Events are completely stage managed and the separation between journalist and PR has broken down – indeed most journalism graduates now enter communications rather than media jobs and senior government PR gigs are more often than not taken up by senior journalists.
“Newspapermen win their daily bread by telling their tales in terse, vivid style,” writes Lasswell. “They know how to get over to the average man in the street, and to exploit his vocabulary, prejudices and enthusiasms.”
Today’s PR can sometimes afford to bypass media altogether as they can easily spread their own propaganda via social media. Even in the 1920s, the PR industry was already pervasive across the public and private spheres.
“Virtually no important undertaking is now carried on without it,” writes Bernays.
Lippmann: “Great men, even during their lifetime, are usually known to the public only through a fictitious personality.”

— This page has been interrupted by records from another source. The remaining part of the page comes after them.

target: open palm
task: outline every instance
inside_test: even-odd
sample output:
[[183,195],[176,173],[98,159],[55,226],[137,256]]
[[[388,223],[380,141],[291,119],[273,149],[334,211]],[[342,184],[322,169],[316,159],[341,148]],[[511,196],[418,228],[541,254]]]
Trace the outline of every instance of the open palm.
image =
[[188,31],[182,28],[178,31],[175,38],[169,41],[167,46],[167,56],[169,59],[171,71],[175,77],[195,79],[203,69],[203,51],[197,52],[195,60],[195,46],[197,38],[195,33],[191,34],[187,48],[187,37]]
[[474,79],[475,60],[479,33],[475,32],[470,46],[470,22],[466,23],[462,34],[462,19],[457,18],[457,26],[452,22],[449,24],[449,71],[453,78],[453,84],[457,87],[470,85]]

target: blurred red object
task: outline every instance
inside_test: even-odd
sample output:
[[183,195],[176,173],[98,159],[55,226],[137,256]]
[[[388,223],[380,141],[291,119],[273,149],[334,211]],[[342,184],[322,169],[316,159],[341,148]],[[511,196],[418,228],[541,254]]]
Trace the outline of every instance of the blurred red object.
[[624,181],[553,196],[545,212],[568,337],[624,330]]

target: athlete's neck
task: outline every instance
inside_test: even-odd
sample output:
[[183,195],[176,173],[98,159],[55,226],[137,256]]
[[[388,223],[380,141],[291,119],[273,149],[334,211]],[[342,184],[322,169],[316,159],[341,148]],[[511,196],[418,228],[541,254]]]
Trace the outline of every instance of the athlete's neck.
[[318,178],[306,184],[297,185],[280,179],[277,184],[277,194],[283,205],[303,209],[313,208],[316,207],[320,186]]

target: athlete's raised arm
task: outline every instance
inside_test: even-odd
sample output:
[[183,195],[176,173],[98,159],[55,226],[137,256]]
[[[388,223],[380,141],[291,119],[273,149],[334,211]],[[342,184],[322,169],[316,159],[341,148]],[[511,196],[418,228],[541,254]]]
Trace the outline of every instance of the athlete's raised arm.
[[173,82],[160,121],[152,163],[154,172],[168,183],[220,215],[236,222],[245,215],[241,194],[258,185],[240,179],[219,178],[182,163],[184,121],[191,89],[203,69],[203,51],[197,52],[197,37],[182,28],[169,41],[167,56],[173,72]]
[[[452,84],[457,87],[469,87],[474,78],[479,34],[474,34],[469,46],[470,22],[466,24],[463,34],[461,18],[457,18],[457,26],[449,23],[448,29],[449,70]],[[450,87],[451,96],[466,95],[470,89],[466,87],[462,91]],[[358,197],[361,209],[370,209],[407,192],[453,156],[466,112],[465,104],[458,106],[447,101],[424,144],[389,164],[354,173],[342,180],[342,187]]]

Lasswell: “Policy and propaganda should work together, hand and glove”
For Bernays and his ilk, propaganda itself was not bad if it was used for good aims. In fact, it was essential to the orderly functioning of democracy. The objective, in theory, as Lasswell wrote, was to “inform, cajole, bamboozle and seduce in the name of the public good”.
We think we make up our own minds, but in practice it’s impossible to study for ourselves every piece of economic, political, or ethical data for every decision, just like we can’t research every single car on the market before we buy. Therefore, Bernays wrote, “we have voluntarily agreed to let an invisible government sift the data and high-spot the outstanding issues so that our field of choice shall be narrowed to practical proportions”.

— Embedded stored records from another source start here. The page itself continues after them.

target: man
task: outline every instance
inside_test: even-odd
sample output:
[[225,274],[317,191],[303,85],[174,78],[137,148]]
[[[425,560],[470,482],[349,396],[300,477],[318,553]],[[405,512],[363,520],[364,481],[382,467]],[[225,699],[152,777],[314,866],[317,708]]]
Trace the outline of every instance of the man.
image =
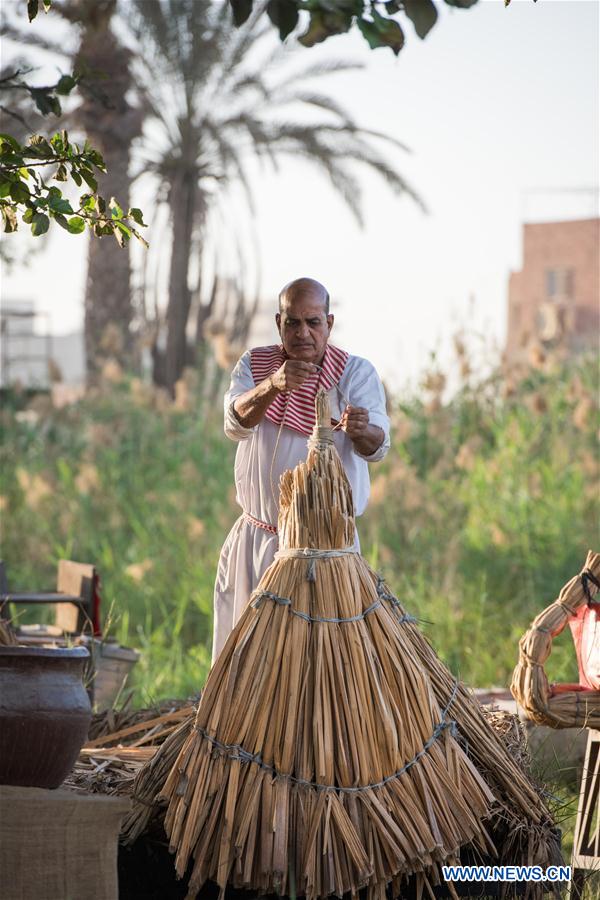
[[[225,394],[225,434],[239,441],[236,499],[243,513],[223,545],[214,600],[213,663],[277,550],[279,478],[306,459],[314,401],[329,391],[334,440],[360,516],[369,499],[368,462],[390,446],[383,386],[370,362],[329,343],[329,294],[312,278],[290,282],[275,316],[280,345],[237,362]],[[358,549],[358,537],[356,539]]]

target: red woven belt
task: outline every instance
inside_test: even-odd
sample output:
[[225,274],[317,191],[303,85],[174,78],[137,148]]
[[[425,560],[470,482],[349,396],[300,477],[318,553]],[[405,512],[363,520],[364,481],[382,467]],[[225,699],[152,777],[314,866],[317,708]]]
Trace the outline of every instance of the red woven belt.
[[251,525],[262,528],[263,531],[268,531],[269,534],[277,534],[277,529],[274,525],[269,525],[268,522],[261,522],[260,519],[255,519],[254,516],[251,516],[250,513],[247,513],[246,511],[244,511],[244,518],[247,522],[250,522]]

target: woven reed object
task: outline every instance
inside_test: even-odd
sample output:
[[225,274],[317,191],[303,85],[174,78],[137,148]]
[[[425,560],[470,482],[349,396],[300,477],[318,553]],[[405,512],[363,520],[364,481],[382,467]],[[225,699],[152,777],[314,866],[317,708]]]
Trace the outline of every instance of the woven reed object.
[[600,728],[600,691],[560,690],[548,682],[544,671],[554,638],[597,591],[594,579],[600,581],[600,553],[588,550],[579,575],[564,585],[554,603],[536,616],[519,641],[519,662],[510,689],[527,717],[539,725]]
[[320,394],[307,461],[281,480],[278,556],[195,718],[134,784],[126,837],[163,801],[189,898],[212,879],[222,893],[310,900],[367,886],[383,900],[411,873],[436,883],[461,846],[494,854],[483,820],[496,788],[515,821],[550,820],[475,698],[349,549],[352,497],[329,421]]

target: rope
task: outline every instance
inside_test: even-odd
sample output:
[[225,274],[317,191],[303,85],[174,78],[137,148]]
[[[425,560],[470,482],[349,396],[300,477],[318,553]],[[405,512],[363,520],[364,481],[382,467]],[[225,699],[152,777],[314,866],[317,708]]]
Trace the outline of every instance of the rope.
[[592,592],[590,591],[588,582],[591,581],[592,584],[595,585],[595,587],[600,588],[600,581],[598,581],[591,569],[584,569],[579,577],[581,579],[581,587],[583,588],[583,593],[585,594],[587,605],[595,605],[598,601],[594,600],[594,598],[592,597]]
[[269,534],[277,534],[277,528],[275,525],[270,525],[268,522],[263,522],[262,519],[257,519],[256,516],[253,516],[251,513],[248,513],[244,510],[244,518],[247,522],[250,522],[251,525],[254,525],[256,528],[262,528],[263,531],[268,531]]
[[333,550],[319,550],[317,547],[287,547],[277,550],[275,559],[331,559],[334,556],[350,556],[358,553],[354,547],[337,547]]
[[294,784],[300,784],[304,787],[312,787],[316,791],[339,791],[343,794],[359,794],[363,791],[370,791],[374,788],[380,788],[384,785],[388,784],[388,782],[393,781],[396,778],[400,778],[401,775],[404,775],[405,772],[408,772],[419,760],[425,756],[427,751],[432,747],[435,742],[442,736],[442,734],[449,730],[452,737],[456,737],[456,722],[453,719],[448,719],[448,712],[452,703],[454,702],[454,698],[456,697],[456,692],[458,690],[458,681],[454,682],[454,687],[452,689],[452,693],[450,695],[450,699],[448,703],[442,710],[442,716],[440,721],[435,725],[431,736],[425,741],[423,747],[415,753],[412,759],[409,759],[408,762],[404,763],[401,769],[398,769],[397,772],[393,772],[391,775],[386,775],[385,778],[382,778],[381,781],[373,781],[370,784],[359,785],[358,787],[343,787],[338,784],[319,784],[316,781],[309,781],[306,778],[298,778],[296,775],[289,775],[285,772],[278,772],[274,766],[268,765],[268,763],[263,762],[263,759],[260,753],[250,753],[248,750],[245,750],[240,744],[224,744],[222,741],[219,741],[216,737],[213,737],[209,734],[206,729],[202,728],[200,725],[195,725],[194,728],[196,731],[202,735],[209,743],[213,744],[218,750],[222,753],[227,754],[230,759],[238,759],[242,763],[255,763],[261,769],[264,769],[267,772],[271,772],[275,775],[276,778],[285,778],[288,781],[293,782]]
[[254,599],[250,601],[250,605],[253,609],[259,609],[264,600],[272,600],[278,606],[287,606],[289,607],[290,613],[293,616],[297,616],[299,619],[303,619],[305,622],[331,622],[335,625],[345,624],[346,622],[360,622],[362,619],[366,619],[372,612],[375,612],[380,606],[383,606],[383,601],[386,600],[391,603],[392,606],[396,607],[396,609],[400,609],[400,614],[396,616],[396,619],[399,624],[404,624],[405,622],[416,622],[417,619],[415,616],[411,616],[409,613],[405,613],[402,611],[402,606],[400,605],[400,601],[397,597],[394,597],[393,594],[385,593],[383,591],[383,579],[379,578],[377,582],[377,600],[374,603],[371,603],[370,606],[367,606],[366,609],[363,609],[361,613],[357,613],[355,616],[348,616],[347,618],[338,618],[337,616],[333,616],[331,618],[326,616],[311,616],[308,613],[302,612],[299,609],[296,609],[292,605],[292,601],[289,597],[280,597],[278,594],[274,594],[272,591],[258,591],[252,594]]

“Whether in the problem of getting elected to office, or in the problem of interpreting and popularising new issues, or in the problem of making the day-to-day administration of public affairs a vital part of the community life, the use of propaganda, carefully adjusted to the mentality of the masses, is an essential adjunct of political life,” Bernays wrote.
Our job as the public is to pick among a field of responsible elite already narrowed down for us, coming out to vote once every 4 years and then going back to our lives. The public is rarely called on to decide on policy.
According to Professor Chomsky, the reason conservative political parties – like the Republicans in the US or the Liberals in Australia – resort more to racism is because the parties that are unabashedly slanted towards promoting the interests of business and the wealthy do not have an automatic appeal to the mass electorate. They cannot come out during an election campaign and say “we are all about giving welfare to the rich” (tax cuts, subsidies, favourable depreciation rules, defence spending which ends up in private company coffers, etc), so they resort to gaining mass public support more through racism, jingoism and religious fundamentalism.
Even the fathers of PR, journalism and political science referred to in this article predicted the risk of misusing this powerful tool.
“Propaganda is likely to be abused to promote personal and partisan ends, and the line of distinction between a private advantage which is incidental to a legitimate public advantage, and a private advantage which brings no overwhelming public advantage, is difficult to draw,” writes Lasswell.
So next time, before you react in a knee-jerk fashion to the latest racist or other unsavoury comment from a politician, pouring your outrage out in a snap social media post, realise that in nearly all cases, it’s a conscious attempt to manipulate and control you that is seen as integral to the smooth functioning of democracy. They do not see themselves as backward racist buffoons, but smart statesmen, and they often have ulterior motives in mind that are very different to what they will admit publicly.
As long as the media and the public at large continues to focus predominantly on what politicians say rather than what they do, we will remain putty in the hands of those who seek to manipulate us.